The continuing adventures of Christopher Sinclair, mechanical engineer turned priest of war.

Christopher, raised from the dead and promoted to a moderate rank, takes command of the army regiment he trained and equipped. Sent south to an allegedly easy posting, he finds himself in the way of several thousand rabid dog-men. Guns and fortifications turn back the horde, but Christopher has other problems that cannot be solved with mere firepower: a wicked assassin; hostile clergymen; dubious allies including a bard, Lalania, with a connection to a mysterious group of scholars; and worst of all his own impolitic tongue. But all of these pale into mere distractions once he discovers the true enemy: an invisible, mind-eating horror who plays the kingdom like a puppet-master’s stage. Lalania claims she can help–but will it be enough?

Review:

Man, I’ve had a bit of a rough go at it lately. In addition to the previously DNF’d Since You Been Gone, I’ve also DNF’d a third book which I didn’t bother posting about here because it was a historical romance, something I’d picked up for a change of pace more than anything. As I said before, I don’t normally post DNF reviews because for the most part it’s a case of me not being the right reader for a particular book, it happens. I decided to make the exception for this book because as I noted in my Stacking the Shelves post: I loved Sword of the Bright Lady. It was on my favorites list from 2014. I loved the way it took an ordinary man and dropped him into a medieval world. I loved watching him trying to figure everything out. I loved watching him bring change like a tsunami washing over the land.  So when the publisher asked me if I wanted to read this, it was with great delight that I said yes.

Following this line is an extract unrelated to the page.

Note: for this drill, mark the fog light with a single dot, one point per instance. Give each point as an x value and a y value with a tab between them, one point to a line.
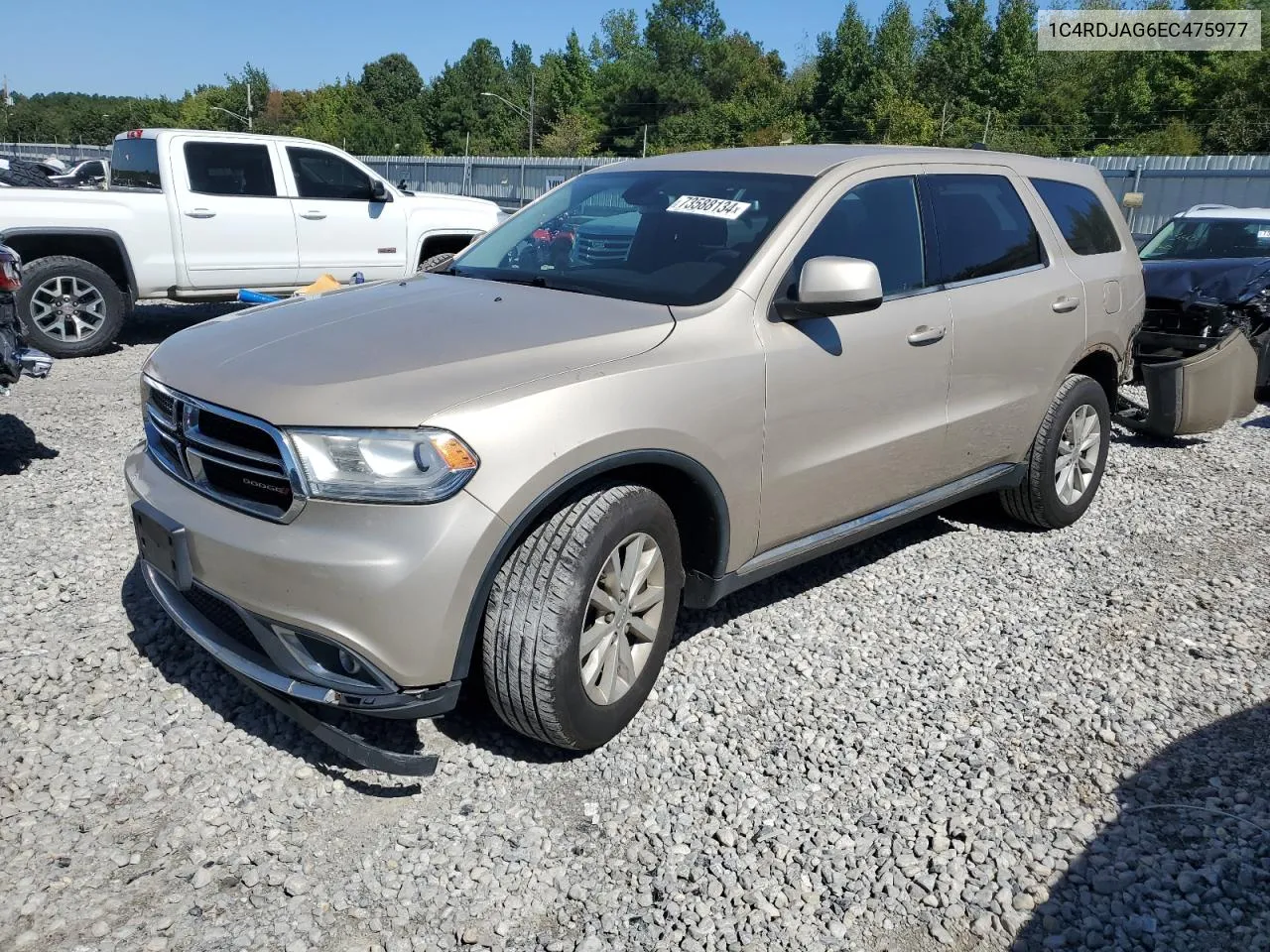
348	662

And then I tried to read it.

The book picks up where the last off: Christopher has been resurrected after his ignominious defeat at the end of the last book. It’s decided that the only way to continue his mission is to elevate him to grant him status in more line with the position he holds and to give him more flexibility to do what needs to be done. Fair enough. But then the book spends almost entire first half feeling very much like a tutorial in things a newly minor noble needs to take care of. Expanding his armies, expanding his smithies, talking to important people. It’s all very mundane. The hostile clergymen show up in the first half, but by this point it still doesn’t feel like it’s leading up to anything. Ultimately, it’s taking way too long for such a short book to get going. It could still work if the characters were given enough to do to care about them enough to help push you through this set-up. Outside of one interesting (albeit very brief) scene with implied female-on-male sexual assault, however, that just doesn’t happen.

Ultimately, I feel like the story here has just ground to a halt and wasn’t worth continuing to press through. That said, I continue to recommend Sword of the Bright Lady which does work decently as a stand alone novel.